Did you actually read the blog?
Yes, the Starship is suboptimal for Mars missions, but it technically can work.
The crucial thing is that Elon Musk already knows this.
Mars colonisation is just the marketing gimmick in the future.
The first versions of Starship will be focused on purely lowering LEO launch costs to $100/kg. That will be a game changer.
Afterwards, they'll likely develop different Starship versions or a new vehicle for Earth-Mars and/or Earth-Moon transits.
I cited that blog only because it was a source, not because I agree 100% with it. In reality from my own engineering judgement (which you may rightfully regard as suspect but if you look at my contribution to the semiconductor thread, it may be at least worth considering) I think the Starship has several huge flaws:
1. The bellyflop landing maneuver is bad because unlike every other reentry vehicle it exposes the maximum cross section to the heat load rather than the minimum cross section. This means greater total area heated and higher total chance of failure, given equal failure chance per heat shield element.

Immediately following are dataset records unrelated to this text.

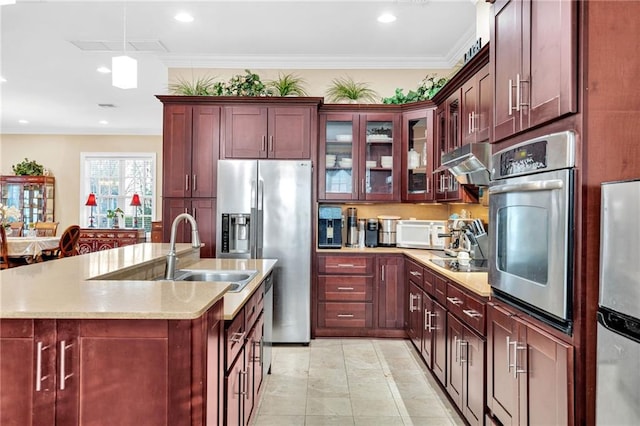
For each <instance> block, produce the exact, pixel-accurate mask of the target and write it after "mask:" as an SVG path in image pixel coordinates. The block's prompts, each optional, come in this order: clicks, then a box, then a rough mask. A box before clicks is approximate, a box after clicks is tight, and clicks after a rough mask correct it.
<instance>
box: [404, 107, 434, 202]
mask: <svg viewBox="0 0 640 426" xmlns="http://www.w3.org/2000/svg"><path fill="white" fill-rule="evenodd" d="M433 115H434V108H428V109H420V110H416V111H407V112H405V113H404V114H403V115H402V156H403V161H402V164H403V175H402V201H433V200H434V186H433V182H434V179H433V166H434V160H433Z"/></svg>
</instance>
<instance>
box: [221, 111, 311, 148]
mask: <svg viewBox="0 0 640 426" xmlns="http://www.w3.org/2000/svg"><path fill="white" fill-rule="evenodd" d="M316 117H317V107H310V106H270V105H242V106H235V105H234V106H226V107H224V122H225V126H224V155H223V157H224V158H273V159H309V158H311V147H312V145H313V144H312V137H314V136H315V134H316V133H315V131H313V129H314V126H315V123H316V122H317V121H316Z"/></svg>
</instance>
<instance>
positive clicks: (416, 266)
mask: <svg viewBox="0 0 640 426" xmlns="http://www.w3.org/2000/svg"><path fill="white" fill-rule="evenodd" d="M423 269H424V268H423V267H422V266H420V265H418V264H417V263H413V262H407V279H408V280H410V281H412V282H413V283H415V284H416V285H417V286H419V287H422V281H423V280H424V270H423Z"/></svg>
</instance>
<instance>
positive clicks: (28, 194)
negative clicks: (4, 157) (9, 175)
mask: <svg viewBox="0 0 640 426" xmlns="http://www.w3.org/2000/svg"><path fill="white" fill-rule="evenodd" d="M54 186H55V178H53V177H51V176H0V187H1V192H2V204H4V205H6V206H15V207H17V208H18V210H20V215H21V218H20V220H21V221H22V222H24V226H25V229H28V228H29V224H30V223H35V222H53V221H54V220H55V216H54V204H55V203H54V202H55V199H54V194H55V192H54Z"/></svg>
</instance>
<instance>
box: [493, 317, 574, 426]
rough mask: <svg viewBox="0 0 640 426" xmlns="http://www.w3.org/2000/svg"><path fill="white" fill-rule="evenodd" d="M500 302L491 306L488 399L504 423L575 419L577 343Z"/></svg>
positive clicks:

2. The bellyflop landing is also bad because of the complex aerodynamic forces with an oddly shaped cross section in the airstream that has very minimal control surfaces.
3. The landing is still powered which means need to keep fuel reserves. But the last unit of fuel is more payload deltaV than the first unit of fuel since it doesn't have to push other fuel.

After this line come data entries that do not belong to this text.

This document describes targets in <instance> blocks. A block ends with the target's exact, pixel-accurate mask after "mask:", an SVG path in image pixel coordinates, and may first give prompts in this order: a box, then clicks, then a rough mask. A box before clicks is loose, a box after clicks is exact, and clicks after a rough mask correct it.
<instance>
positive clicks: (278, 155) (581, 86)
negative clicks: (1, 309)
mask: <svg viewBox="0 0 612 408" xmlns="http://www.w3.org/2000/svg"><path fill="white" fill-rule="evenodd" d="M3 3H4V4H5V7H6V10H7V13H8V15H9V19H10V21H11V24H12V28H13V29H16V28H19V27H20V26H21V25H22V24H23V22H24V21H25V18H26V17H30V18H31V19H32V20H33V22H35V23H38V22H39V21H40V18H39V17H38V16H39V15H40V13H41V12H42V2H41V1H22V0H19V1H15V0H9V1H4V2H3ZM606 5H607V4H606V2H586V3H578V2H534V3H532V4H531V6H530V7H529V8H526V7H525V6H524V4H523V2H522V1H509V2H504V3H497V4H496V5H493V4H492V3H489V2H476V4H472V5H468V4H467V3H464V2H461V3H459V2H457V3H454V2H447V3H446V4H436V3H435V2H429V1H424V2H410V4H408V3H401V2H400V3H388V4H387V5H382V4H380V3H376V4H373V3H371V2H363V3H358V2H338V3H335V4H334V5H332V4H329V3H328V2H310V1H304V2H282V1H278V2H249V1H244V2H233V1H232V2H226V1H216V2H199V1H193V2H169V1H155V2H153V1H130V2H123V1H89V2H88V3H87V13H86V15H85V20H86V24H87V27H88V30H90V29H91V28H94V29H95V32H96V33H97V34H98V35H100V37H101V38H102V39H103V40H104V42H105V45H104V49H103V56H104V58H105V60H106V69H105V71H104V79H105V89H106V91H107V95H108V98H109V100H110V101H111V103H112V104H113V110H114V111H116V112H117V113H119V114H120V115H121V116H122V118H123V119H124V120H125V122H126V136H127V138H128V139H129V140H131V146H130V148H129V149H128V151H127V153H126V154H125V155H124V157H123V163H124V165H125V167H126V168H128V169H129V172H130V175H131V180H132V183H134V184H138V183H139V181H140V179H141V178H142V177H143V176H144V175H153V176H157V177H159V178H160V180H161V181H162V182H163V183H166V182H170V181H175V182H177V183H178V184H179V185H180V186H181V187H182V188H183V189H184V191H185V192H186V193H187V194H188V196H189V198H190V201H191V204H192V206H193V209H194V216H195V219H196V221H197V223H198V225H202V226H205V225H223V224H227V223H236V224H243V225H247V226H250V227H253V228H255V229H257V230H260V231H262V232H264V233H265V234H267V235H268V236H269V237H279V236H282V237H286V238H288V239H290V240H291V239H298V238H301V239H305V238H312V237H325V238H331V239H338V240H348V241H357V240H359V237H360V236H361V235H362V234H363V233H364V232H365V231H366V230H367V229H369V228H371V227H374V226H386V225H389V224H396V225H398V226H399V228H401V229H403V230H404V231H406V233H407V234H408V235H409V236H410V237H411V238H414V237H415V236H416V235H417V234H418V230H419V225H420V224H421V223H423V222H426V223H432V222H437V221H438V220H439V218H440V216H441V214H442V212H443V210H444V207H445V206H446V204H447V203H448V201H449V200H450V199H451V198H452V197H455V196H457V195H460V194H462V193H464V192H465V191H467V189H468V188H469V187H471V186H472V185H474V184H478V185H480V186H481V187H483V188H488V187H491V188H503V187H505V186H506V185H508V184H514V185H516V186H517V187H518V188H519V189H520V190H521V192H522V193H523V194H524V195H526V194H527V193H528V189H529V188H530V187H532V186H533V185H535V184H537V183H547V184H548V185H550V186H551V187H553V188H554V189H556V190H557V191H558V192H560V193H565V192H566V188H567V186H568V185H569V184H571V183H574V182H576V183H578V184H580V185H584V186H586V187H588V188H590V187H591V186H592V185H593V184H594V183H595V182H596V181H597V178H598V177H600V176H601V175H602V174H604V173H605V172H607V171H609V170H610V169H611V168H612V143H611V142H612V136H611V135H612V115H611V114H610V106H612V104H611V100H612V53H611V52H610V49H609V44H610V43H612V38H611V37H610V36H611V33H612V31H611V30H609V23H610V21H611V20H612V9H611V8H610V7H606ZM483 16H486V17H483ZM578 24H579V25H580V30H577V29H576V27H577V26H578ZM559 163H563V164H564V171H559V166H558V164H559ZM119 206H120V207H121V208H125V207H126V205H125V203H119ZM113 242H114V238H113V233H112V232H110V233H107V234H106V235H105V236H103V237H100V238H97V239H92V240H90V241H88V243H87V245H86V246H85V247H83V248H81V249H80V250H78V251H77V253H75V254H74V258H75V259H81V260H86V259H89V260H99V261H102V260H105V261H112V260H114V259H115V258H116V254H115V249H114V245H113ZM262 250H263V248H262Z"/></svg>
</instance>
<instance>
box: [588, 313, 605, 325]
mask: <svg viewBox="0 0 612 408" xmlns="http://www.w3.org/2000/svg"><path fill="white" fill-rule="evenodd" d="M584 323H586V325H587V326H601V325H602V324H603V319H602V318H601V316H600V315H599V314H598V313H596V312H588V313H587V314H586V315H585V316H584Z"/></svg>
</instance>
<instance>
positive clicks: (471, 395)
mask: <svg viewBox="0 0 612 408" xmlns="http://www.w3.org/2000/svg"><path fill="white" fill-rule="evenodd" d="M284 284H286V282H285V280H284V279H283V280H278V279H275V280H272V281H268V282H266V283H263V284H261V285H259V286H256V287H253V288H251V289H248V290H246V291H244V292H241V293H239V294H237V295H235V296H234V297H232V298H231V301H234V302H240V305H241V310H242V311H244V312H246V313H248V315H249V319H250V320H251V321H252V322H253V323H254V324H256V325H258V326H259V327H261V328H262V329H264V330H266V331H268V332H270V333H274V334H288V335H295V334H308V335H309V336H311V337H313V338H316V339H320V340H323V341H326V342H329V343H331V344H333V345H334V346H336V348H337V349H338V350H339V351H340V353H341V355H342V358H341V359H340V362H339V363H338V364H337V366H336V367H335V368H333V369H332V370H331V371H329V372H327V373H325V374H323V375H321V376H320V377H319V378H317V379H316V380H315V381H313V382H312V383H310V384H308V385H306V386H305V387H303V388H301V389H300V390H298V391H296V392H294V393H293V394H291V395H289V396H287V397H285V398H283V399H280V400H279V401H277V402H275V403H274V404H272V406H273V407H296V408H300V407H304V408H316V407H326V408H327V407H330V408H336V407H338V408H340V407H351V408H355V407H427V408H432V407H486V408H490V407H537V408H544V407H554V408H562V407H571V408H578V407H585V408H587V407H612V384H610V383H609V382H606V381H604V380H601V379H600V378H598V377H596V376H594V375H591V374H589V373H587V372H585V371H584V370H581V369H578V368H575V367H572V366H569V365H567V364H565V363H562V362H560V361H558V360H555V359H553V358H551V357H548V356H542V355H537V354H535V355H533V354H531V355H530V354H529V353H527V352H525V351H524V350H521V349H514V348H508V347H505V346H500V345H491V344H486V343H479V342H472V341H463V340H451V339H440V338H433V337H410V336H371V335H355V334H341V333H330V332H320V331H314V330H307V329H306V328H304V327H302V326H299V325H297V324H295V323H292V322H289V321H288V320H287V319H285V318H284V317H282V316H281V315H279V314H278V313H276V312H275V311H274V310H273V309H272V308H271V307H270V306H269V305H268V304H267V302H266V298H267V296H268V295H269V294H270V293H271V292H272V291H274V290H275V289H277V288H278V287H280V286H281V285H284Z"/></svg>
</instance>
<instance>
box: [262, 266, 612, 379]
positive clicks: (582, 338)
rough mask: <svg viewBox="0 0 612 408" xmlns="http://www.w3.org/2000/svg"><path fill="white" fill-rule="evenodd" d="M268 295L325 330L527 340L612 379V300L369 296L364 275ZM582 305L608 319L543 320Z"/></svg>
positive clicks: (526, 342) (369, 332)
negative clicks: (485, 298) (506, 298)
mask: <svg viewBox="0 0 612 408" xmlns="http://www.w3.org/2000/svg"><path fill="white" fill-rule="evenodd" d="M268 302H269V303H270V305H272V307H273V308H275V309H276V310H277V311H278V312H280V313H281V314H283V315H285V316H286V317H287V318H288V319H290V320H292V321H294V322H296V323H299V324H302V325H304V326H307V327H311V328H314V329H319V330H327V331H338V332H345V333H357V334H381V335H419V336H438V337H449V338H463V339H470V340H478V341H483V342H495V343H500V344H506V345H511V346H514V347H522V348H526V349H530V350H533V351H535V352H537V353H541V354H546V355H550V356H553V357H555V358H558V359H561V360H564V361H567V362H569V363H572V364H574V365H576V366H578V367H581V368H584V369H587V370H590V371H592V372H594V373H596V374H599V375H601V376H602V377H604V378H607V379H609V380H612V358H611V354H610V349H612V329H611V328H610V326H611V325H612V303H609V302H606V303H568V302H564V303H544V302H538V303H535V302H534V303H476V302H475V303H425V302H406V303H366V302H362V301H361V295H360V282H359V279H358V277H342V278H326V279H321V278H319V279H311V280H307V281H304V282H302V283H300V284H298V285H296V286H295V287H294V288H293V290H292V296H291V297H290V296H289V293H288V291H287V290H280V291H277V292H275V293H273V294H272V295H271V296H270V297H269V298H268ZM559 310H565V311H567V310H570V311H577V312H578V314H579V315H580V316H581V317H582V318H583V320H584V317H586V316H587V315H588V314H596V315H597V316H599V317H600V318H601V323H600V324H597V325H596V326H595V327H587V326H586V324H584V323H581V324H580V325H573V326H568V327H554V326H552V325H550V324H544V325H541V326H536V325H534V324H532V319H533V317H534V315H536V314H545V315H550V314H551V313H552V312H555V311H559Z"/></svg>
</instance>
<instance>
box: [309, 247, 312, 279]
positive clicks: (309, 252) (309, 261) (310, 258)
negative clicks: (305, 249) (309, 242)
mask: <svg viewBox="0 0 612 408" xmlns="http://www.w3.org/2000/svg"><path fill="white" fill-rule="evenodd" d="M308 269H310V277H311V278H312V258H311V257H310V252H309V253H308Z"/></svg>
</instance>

4. The fuel tank design with shared fuel and oxidizer walls is a bad choice. The shared wall is weaker in the convex direction. 2 concave walls in a non shared configuration is stronger but wouldn't meet his requirements.

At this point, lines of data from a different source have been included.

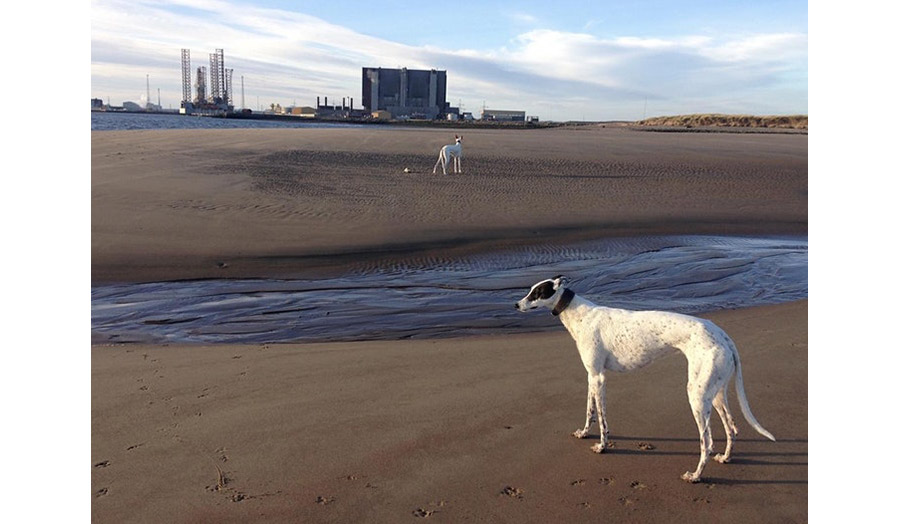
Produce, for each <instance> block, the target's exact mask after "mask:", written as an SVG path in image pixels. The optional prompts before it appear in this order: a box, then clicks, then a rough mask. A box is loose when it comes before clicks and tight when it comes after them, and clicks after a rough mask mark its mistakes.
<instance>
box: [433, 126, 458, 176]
mask: <svg viewBox="0 0 900 524" xmlns="http://www.w3.org/2000/svg"><path fill="white" fill-rule="evenodd" d="M455 137H456V143H455V144H453V145H446V146H444V147H442V148H441V152H440V153H439V154H438V161H437V162H435V163H434V169H432V170H431V172H432V173H437V166H438V165H440V166H441V168H442V169H443V170H444V174H445V175H446V174H447V164H448V163H449V162H450V159H451V158H452V159H453V172H454V173H461V172H462V136H460V135H455Z"/></svg>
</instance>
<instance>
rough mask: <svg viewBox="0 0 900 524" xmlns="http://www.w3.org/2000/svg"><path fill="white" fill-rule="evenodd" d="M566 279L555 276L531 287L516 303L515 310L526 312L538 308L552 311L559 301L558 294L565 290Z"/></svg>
mask: <svg viewBox="0 0 900 524" xmlns="http://www.w3.org/2000/svg"><path fill="white" fill-rule="evenodd" d="M565 284H566V277H564V276H562V275H557V276H555V277H553V278H550V279H547V280H542V281H540V282H538V283H537V284H535V285H533V286H531V289H530V290H529V291H528V294H527V295H525V297H524V298H523V299H522V300H520V301H518V302H516V305H515V307H516V309H518V310H519V311H528V310H529V309H535V308H539V307H546V308H548V309H553V307H554V306H555V305H556V302H557V301H558V300H559V297H560V296H561V295H560V294H561V293H562V292H563V290H564V289H565Z"/></svg>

5. From previous launch footage, there are multiple engine restart failures, presence of green flames (showing metal vaporization), outright explosions, etc.
6. It has worked only once in a 10 km (10000 m) single stage landing attempt. This is not even close to a full reentry test which so far more complicated, and even a full reentry is far simpler than a full launch. Historical precedent is against it.